Hugo de Grandpré et Tommy Chouinard LA PRESSE

Le gouvernement Harper a donné suite, hier, à sa promesse électorale d'abolir le registre des armes d'épaule, qui compte pour 95% des armes enregistrées au Canada. Mais le projet de loi va plus loin que prévu: il vise aussi «la destruction des registres et fichiers à l'enregistrement» des armes à feu sans restriction. «Ça nous complique la tâche, c'est sûr», a réagi le ministre de la Sécurité publique, Robert Dutil. Sans les données du fédéral, «c'est clair que le coût n'est pas le même» pour créer un registre québécois, a-t-il ajouté.

Le registre des armes d'épaule avait été créé dans le milieu des années 90, dans la foulée de la tuerie de Polytechnique, à Montréal. Sa création devait coûter environ 2 millions de dollars. Mais elle s'est finalement élevée à plus de 1 milliard. En 2009-2010, les frais liés à son maintien étaient évalués à 8,5 millions.

Malgré ces coûts, des corps policiers comme la Gendarmerie royale du Canada et la Sûreté du Québec se sont souvent prononcés en faveur de son maintien, puisqu'il est utile dans leur travail, soutiennent-ils.

Les conservateurs, quant à eux, ont toujours fait de l'abolition du registre l'un de leurs principaux chevaux de bataille, évoquant entre autres les sommes faramineuses investies, son inefficacité et les critiques formulées par des propriétaires d'armes d'épaule comme des chasseurs et des fermiers.

Tout juste avant les élections, lorsque le gouvernement Harper était minoritaire, un projet de loi présenté par une députée conservatrice avait été battu par seulement deux votes. «C'est un grand jour», s'est réjouie hier la députée en question, Candice Hoeppner, étant donné le succès presque assuré de cette nouvelle initiative.

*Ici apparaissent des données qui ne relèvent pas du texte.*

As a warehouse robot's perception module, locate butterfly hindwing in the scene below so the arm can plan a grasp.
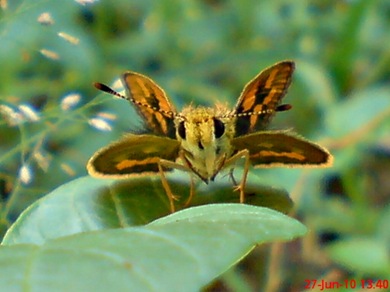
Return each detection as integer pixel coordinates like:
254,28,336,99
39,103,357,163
235,61,295,137
87,135,180,178
122,71,176,138
232,131,332,167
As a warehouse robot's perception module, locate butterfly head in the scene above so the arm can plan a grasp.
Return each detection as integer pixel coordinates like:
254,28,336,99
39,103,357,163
175,107,234,182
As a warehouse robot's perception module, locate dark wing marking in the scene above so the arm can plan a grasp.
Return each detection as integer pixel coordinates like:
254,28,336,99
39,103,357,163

Mais pourquoi avoir mis des bâtons dans les roues de Québec qui, à plusieurs reprises, au cours des dernières années, a laissé planer la possibilité de rapatrier le registre? «Parce qu'on n'y croit pas, a tranché hier le ministre Maxime Bernier, porte-parole francophone dans ce dossier. On ne croit pas que c'est la manière efficace de lutter contre le crime.» M. Bernier a fait remarquer que l'obligation pour les utilisateurs d'armes à feu d'obtenir un permis de possession et d'acquisition allait demeurer et continuer à constituer une base de données utile aux policiers.

Ses collègues, comme le ministre de la Sécurité publique, Vic Toews, et la députée Candice Hoeppner, ont pour leur part fait valoir des arguments touchant aux renseignements personnels et au désir d'éviter qu'un gouvernement fédéral ultérieur ne décide de le remettre en vigueur.

À Québec, on ne baisse pas les bras pour autant. Le ministre Dutil affirme avoir joint son homologue fédéral hier afin de lui demander de partager les informations contenues dans le registre canadien.